Main thing for me, besides the clean, simple interface with Studio One, is the feature that allows you to set your buffers to the lowest setting and then playback is run as if it is higher, while allowing you to record new synths without the additional latency. I never remember what it's called because it's one of those things that I turned on when they implemented it, and I experimented briefly to see how it works and set it the way I wanted it, and rarely touch it any more. Basically it allows you to get into mix mode without having to turn up your buffers as you start getting a heavy mix with lots of plugins, many of which add their own additional latency due to adding buffers to the chain, and if you to add a new synth track or want to monitor a vocal track with effects, the track you enable for that is still playing at minimum latency instead of lagging due to the buffers and plugin latency on other tracks that are synced with it. It's basically like two sync engines in one. Playback is synced to 512 or 1024 and the live monitoring is set at 32 or 64. Makes a big difference for my workflow. Plus it is stable.

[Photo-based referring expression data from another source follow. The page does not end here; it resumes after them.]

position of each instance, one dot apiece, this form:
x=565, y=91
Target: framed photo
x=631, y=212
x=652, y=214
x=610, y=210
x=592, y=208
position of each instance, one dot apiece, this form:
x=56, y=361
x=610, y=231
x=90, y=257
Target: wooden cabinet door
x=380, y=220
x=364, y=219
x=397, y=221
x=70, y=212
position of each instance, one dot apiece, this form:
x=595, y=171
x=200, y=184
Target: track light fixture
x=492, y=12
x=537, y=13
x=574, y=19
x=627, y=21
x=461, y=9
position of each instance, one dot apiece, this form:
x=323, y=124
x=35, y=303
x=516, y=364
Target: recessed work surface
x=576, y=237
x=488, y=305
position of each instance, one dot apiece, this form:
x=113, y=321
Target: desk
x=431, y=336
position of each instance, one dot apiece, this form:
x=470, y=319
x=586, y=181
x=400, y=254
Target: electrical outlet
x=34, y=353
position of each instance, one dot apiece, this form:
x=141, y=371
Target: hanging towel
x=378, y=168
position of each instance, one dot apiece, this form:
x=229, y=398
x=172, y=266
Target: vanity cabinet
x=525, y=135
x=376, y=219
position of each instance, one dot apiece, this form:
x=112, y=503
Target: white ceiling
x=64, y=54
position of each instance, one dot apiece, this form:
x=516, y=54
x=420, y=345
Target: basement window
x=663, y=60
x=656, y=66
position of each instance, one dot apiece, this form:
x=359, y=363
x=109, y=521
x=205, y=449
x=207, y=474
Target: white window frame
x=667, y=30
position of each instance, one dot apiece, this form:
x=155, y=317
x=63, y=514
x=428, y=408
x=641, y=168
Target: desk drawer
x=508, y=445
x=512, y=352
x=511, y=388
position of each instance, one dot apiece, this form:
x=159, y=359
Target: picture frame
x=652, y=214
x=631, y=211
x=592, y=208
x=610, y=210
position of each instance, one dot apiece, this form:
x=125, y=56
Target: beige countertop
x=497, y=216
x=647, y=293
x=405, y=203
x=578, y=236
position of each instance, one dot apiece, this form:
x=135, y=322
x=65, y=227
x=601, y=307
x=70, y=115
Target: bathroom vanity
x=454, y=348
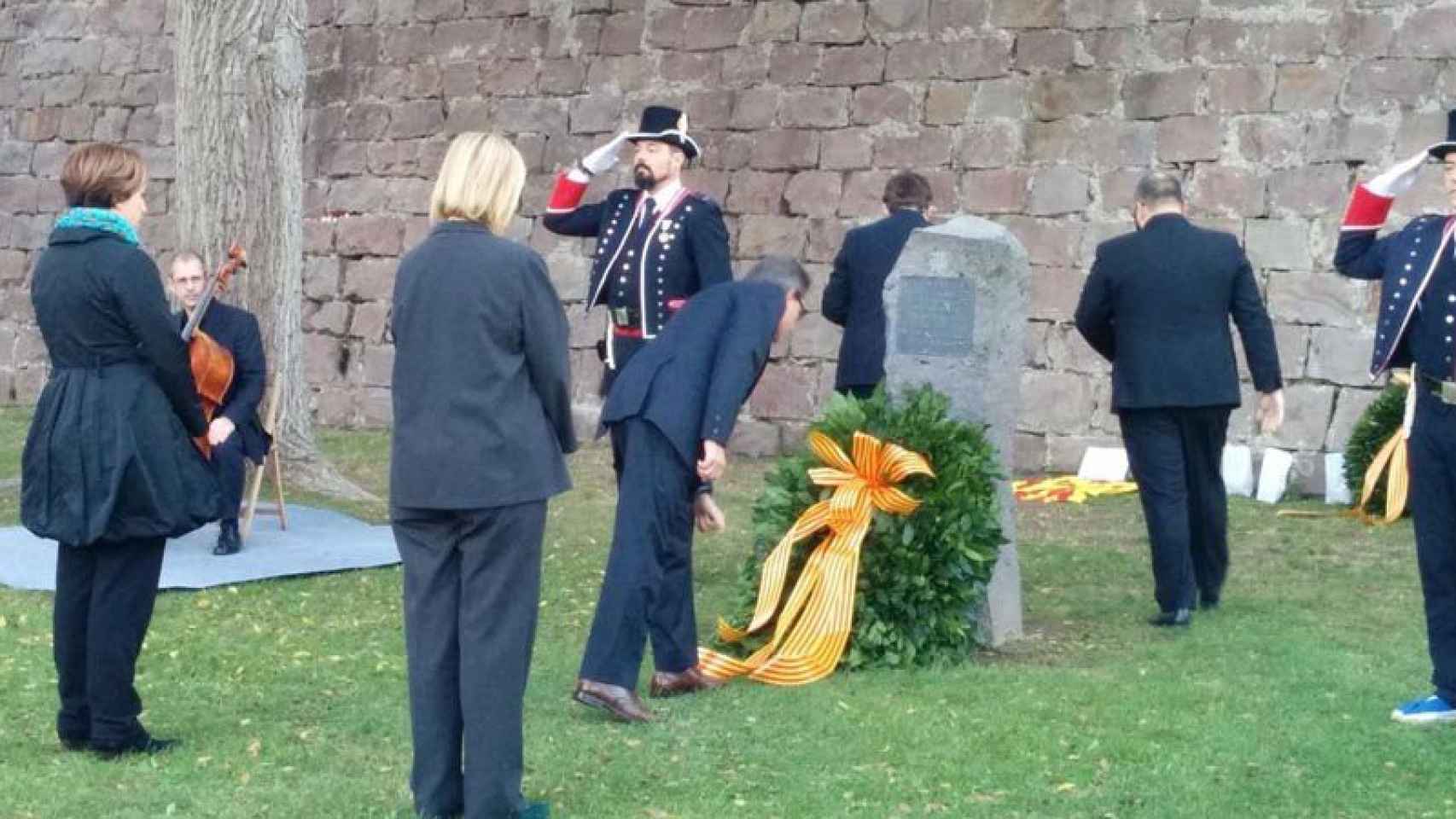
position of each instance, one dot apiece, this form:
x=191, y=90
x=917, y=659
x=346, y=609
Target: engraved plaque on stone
x=935, y=316
x=955, y=317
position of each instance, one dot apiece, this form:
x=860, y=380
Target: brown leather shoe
x=690, y=681
x=616, y=700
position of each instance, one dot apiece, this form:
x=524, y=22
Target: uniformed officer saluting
x=655, y=247
x=1417, y=322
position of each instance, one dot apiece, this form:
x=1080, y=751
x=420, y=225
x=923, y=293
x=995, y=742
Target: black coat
x=855, y=295
x=692, y=383
x=686, y=251
x=236, y=330
x=482, y=383
x=1158, y=307
x=109, y=456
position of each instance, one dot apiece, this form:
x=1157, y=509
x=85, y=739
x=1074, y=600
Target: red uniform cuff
x=565, y=195
x=1366, y=210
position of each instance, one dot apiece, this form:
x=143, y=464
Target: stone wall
x=1039, y=113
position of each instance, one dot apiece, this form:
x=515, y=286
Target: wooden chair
x=271, y=464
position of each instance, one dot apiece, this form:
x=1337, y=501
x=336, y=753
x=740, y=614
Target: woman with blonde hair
x=482, y=421
x=108, y=470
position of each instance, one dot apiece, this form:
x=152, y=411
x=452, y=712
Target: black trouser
x=1433, y=503
x=472, y=590
x=229, y=462
x=103, y=600
x=1177, y=457
x=649, y=587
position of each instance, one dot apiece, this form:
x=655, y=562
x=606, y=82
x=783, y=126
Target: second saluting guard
x=235, y=433
x=1416, y=328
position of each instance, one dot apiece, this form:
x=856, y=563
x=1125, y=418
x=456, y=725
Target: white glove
x=603, y=158
x=1398, y=179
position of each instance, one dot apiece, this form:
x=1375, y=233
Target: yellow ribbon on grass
x=812, y=629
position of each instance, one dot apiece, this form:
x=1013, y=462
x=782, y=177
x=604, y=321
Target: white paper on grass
x=1274, y=474
x=1336, y=489
x=1104, y=463
x=1238, y=470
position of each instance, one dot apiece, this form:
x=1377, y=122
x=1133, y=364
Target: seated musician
x=235, y=433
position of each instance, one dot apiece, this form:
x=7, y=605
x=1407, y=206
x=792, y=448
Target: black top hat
x=1439, y=150
x=667, y=125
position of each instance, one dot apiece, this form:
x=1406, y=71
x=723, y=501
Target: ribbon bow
x=812, y=629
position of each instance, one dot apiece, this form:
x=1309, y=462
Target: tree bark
x=241, y=73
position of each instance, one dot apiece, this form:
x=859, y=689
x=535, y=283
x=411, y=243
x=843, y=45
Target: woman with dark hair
x=108, y=470
x=482, y=418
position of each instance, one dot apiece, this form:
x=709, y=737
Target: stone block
x=852, y=66
x=864, y=194
x=1226, y=191
x=1426, y=34
x=1282, y=245
x=814, y=194
x=369, y=280
x=816, y=336
x=1350, y=404
x=1307, y=88
x=331, y=317
x=1059, y=95
x=833, y=20
x=1307, y=191
x=370, y=322
x=1307, y=409
x=814, y=108
x=760, y=236
x=882, y=103
x=1059, y=189
x=1045, y=49
x=785, y=150
x=998, y=191
x=1386, y=84
x=1342, y=355
x=917, y=148
x=1154, y=95
x=1190, y=138
x=754, y=439
x=1317, y=299
x=1241, y=90
x=785, y=392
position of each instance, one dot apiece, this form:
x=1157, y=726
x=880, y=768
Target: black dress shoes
x=227, y=538
x=1181, y=617
x=142, y=744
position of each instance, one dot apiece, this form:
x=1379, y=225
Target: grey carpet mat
x=317, y=540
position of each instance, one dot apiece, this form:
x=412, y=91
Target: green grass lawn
x=290, y=694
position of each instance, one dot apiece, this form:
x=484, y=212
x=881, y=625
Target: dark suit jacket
x=1158, y=307
x=692, y=383
x=236, y=330
x=482, y=383
x=855, y=295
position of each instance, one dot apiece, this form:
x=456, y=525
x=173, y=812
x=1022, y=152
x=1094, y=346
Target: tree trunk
x=241, y=73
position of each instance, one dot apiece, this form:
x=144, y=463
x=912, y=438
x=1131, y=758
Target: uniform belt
x=1443, y=390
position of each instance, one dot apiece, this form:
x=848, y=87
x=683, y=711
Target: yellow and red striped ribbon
x=812, y=627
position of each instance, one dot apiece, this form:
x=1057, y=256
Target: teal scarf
x=99, y=218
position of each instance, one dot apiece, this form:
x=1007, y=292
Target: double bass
x=213, y=365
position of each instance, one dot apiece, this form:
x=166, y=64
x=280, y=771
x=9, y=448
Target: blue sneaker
x=1426, y=710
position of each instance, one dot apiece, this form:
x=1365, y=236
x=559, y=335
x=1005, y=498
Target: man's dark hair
x=907, y=189
x=783, y=272
x=1159, y=188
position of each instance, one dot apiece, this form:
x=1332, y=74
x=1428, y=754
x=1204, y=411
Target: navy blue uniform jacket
x=1158, y=305
x=855, y=295
x=693, y=385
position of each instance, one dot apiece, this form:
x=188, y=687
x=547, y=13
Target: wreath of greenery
x=1377, y=425
x=922, y=577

And I agree with you that SONAR is slow, clunky, and sometimes a bit unstable. Rarely get crashes, but I think they have been using old code-base and adding bloat for way too long. The only reason I still occasionally use it because I learned on it and have some old projects that I occasionally like to revisit and redo a few tracks with new equipment to see how it sounds. And even then I'll usually more likely to export the stems or tracks and save the MIDI file so that I can work with it Studio One, as I just like it better.
Reaper doe a LOT with a very small setup program, and for that it is extremely efficient. In many ways I rank it right up there with Studio One, and if it weren't for that feature I mention above, I'd probably work harder to get it set up to my liking and learn it better. Really can't knock it for trying to be everything for everyone, but it has so many customization options it can slow me down sometimes trying to dig in and figure out how to do something. And I really don't know how they can make it that flexible and powerful without it being bloatware. Pretty amazing program, and I will most likely shell out the cash to get the next version just to see how it develops, although I think my license will get me up to any Version 6.
I haven't tried Pro Tools in a long, long time, but it's basically what
@Stratman68 says. It was the early king and had a head start. It has long been surpassed by almost everything else out there, but those studios that invested in it early, and the seasoned "pros" that don't want to learn new tools are what keep it going at all.